This led to improved recognition of unique accents, background noise variants, and technical terminology and jargon.
“The primary intended users of Whisper models are AI researchers, studying robustness, capabilities, biases, generalization, and constraints of the current model. However, Whisper is also potentially useful as an automatic speech recognition solution for developers, especially for English speech recognition.” OpenAI said in a GitHub repo, (program notes) for Whisper. Anyone can download Whisper from GitHub; it is entirely free to use.
The models are showing strength
Also, in the repo, OpenAI wrote “The models show strong ASR results in about 10 languages.

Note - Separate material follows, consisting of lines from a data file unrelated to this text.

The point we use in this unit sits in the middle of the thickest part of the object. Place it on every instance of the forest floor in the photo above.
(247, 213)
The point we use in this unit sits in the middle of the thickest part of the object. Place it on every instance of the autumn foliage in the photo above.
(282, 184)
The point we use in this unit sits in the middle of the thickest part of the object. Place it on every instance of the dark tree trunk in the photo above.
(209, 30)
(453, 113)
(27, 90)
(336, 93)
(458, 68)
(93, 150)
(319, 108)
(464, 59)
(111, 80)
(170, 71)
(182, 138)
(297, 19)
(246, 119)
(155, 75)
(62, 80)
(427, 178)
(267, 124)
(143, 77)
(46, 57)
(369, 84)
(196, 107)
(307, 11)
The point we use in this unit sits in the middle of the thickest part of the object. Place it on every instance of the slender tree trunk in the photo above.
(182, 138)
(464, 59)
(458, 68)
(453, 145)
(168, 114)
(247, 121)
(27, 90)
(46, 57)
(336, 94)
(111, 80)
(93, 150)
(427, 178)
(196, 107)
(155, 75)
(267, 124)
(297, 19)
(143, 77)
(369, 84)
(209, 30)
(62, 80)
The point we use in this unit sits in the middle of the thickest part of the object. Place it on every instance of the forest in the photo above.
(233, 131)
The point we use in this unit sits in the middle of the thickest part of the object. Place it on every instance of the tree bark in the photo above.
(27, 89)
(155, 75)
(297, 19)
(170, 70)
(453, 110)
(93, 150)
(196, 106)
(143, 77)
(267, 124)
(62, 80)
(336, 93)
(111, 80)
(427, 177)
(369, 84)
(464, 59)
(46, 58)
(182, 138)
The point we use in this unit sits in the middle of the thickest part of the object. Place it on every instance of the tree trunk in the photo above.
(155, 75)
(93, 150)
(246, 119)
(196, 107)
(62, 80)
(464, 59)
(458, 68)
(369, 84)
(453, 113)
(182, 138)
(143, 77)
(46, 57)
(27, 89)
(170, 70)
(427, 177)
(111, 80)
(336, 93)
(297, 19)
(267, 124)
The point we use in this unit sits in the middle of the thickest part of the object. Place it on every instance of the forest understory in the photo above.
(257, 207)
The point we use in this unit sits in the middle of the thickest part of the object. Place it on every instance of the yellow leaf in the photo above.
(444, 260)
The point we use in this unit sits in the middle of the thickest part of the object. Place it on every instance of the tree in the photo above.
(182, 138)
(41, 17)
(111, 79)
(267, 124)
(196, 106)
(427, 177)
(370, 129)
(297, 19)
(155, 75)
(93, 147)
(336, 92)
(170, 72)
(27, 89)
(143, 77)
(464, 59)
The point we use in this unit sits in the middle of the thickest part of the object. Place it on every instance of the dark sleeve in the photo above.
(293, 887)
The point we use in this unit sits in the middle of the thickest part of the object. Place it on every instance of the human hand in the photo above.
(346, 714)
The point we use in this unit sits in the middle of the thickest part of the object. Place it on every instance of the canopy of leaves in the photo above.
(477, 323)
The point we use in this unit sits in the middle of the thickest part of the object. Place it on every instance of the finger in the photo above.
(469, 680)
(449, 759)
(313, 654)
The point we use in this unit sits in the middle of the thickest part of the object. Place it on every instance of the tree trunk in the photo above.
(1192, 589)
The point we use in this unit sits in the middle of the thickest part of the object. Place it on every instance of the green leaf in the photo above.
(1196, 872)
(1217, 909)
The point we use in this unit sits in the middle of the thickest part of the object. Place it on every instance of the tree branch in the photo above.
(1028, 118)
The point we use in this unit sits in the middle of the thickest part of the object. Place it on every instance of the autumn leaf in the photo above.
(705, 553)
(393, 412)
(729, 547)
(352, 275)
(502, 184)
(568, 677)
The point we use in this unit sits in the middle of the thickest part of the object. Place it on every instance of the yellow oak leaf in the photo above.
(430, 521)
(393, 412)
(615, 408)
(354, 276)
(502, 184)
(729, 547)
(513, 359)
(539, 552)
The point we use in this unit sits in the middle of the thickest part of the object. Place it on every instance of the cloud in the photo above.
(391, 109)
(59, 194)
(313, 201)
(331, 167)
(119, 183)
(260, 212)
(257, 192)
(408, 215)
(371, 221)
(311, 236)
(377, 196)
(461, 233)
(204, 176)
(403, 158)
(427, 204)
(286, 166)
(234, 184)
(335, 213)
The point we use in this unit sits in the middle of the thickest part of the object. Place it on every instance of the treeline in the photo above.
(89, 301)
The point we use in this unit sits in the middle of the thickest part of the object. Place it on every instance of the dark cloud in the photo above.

They may exhibit additional capabilities, if fine-tuned on certain tasks, like voice activity detection, speaker diarization, and speaker classification. But have not been robustly evaluated in these areas.”
There are some limits
Whisper limitations are found in particular areas, such as text prediction. The system was trained on a great deal of “noisy” data, so OpenAI cautions that Whisper might include words in its transcriptions that weren’t actually spoken. This may be related to trying to predict the next word in audio and trying to transcribe the audio at the same time.
Furthermore, Whisper doesn’t perform equally well across languages. The system does suffer from a higher error rate when it comes to speakers of languages that aren’t well represented in the training data or models.
There is the ever-present racial problem
This is not something new to the world of ASR, unfortunately. Biases have long plagued the best of systems with a 2020 study from Stanford had seen fewer overall errors in big tech company’s ASR, like Amazon, Apple, Google, Microsoft, and IBM – far fewer – about 19% – with users who were white, than with users who were Black.